Change of self can be brought on in many forms, and when you're in a committed relationship, the change happens (or is supposed to happen) simultaneously. I'm a different person now that I'm married and have kids. It's hard for me to pin-point the exact ways in which I'm different, but I know I've changed. My husband (who used to be laid back and completely care free) has totally changed now that he's a father- he's very protective of his little ducklings and is a very active father- always doing, questioning and caring for them. This is a good thing- although sometimes even though I understand it's a good thing, I get defensive. "I'm the mom, I know what I'm doing." Like when he gets irritated if I fall asleep at night while nursing Ella, or when he reads a parenting baby book cover to cover and suddenly is the expert on feeding and night-time routines. In the moment, I may roll my eyes, I may chuckle, or slightly make fun of him, but in the back of my mind, and later when I'm reflecting on the day's activities, I'm thankful. Thankful that he's there, helping, caring, and doing. Instead if letting me do it all. Because, I'd be a nut without him. (Have you met my two year old? Yes? Good. Then you know what I mean!)
When a person gets married, they date, so they are able to "test the waters" to see what type of spouse the other person would be. What's amazing, is, that if they're planning on having kids, there is no "testing the waters" to see what type of parent that person will turn out to be. So, in a way, they're taking a chance. There is no way to know.

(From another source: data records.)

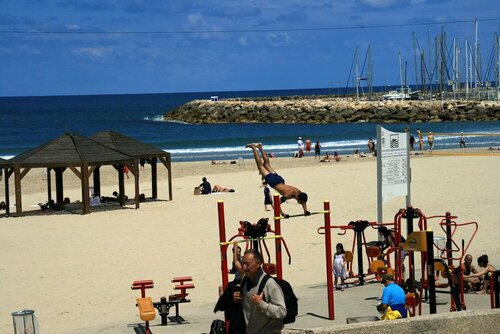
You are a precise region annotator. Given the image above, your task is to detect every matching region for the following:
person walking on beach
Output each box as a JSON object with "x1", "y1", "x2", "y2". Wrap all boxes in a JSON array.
[
  {"x1": 368, "y1": 138, "x2": 375, "y2": 155},
  {"x1": 410, "y1": 134, "x2": 415, "y2": 151},
  {"x1": 333, "y1": 243, "x2": 347, "y2": 291},
  {"x1": 245, "y1": 143, "x2": 311, "y2": 217},
  {"x1": 314, "y1": 140, "x2": 321, "y2": 160},
  {"x1": 417, "y1": 129, "x2": 424, "y2": 152},
  {"x1": 233, "y1": 249, "x2": 286, "y2": 334},
  {"x1": 297, "y1": 137, "x2": 304, "y2": 151},
  {"x1": 427, "y1": 131, "x2": 434, "y2": 152},
  {"x1": 459, "y1": 132, "x2": 465, "y2": 148},
  {"x1": 262, "y1": 180, "x2": 273, "y2": 211},
  {"x1": 305, "y1": 138, "x2": 312, "y2": 155}
]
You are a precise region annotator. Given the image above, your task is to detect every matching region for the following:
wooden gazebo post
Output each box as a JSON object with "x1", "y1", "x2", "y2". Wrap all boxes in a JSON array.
[
  {"x1": 14, "y1": 163, "x2": 23, "y2": 217},
  {"x1": 81, "y1": 161, "x2": 90, "y2": 215}
]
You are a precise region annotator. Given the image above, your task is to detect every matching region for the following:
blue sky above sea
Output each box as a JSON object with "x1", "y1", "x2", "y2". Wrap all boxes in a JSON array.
[{"x1": 0, "y1": 0, "x2": 500, "y2": 96}]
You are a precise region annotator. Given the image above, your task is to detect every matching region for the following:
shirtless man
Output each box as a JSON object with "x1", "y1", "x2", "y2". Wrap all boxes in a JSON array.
[{"x1": 245, "y1": 143, "x2": 311, "y2": 217}]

I know I'm not an easy one to live with, but my husband knew this going into it.... I give my husband hell a lot the time for various things, depending on what I've decided to harp on that day, whether it be house chores, organization, or letting Camden wear his "good" shoes to school. His favorite phrase is "It's always something." Yes. It's always something. Because I strive for perfection and I'm very controlling. It's in my blood. I knew all of Joe's quirks going into it... he's a little disorganized at times and usually can't find his shoes or his wallet (the two must-haves for going somewhere...lol) ... but I knew that and that was all fine and dandy with me because he accepts my flaws, and Lord knows I'm pretty flawed when it comes to fussing about any and everything! And yet, as parents, we have changed so much, and have grown to be a really great team. As a father, I have seen Joe transform into this completely amazing person- even more amazing than he was before. Seeing him be a great father is much better than just being a great husband, way more wonderful than that.
It's amazing how the father's roles have changed over the past 50 years. They have slowly, gradually, become more a part of the home, playing a more active role IN the home, and I'd venture to say that Joe and I do most everything 50/50 now that we have two kids. Seriously, the only thing that Joe does NOT do is nurse Ella- and that's because he doesn't have the "tools". All other things, he can handle, sometimes, doing them better than even I do them, and when he does, I have to swallow my pride, let go of the control, and be thankful.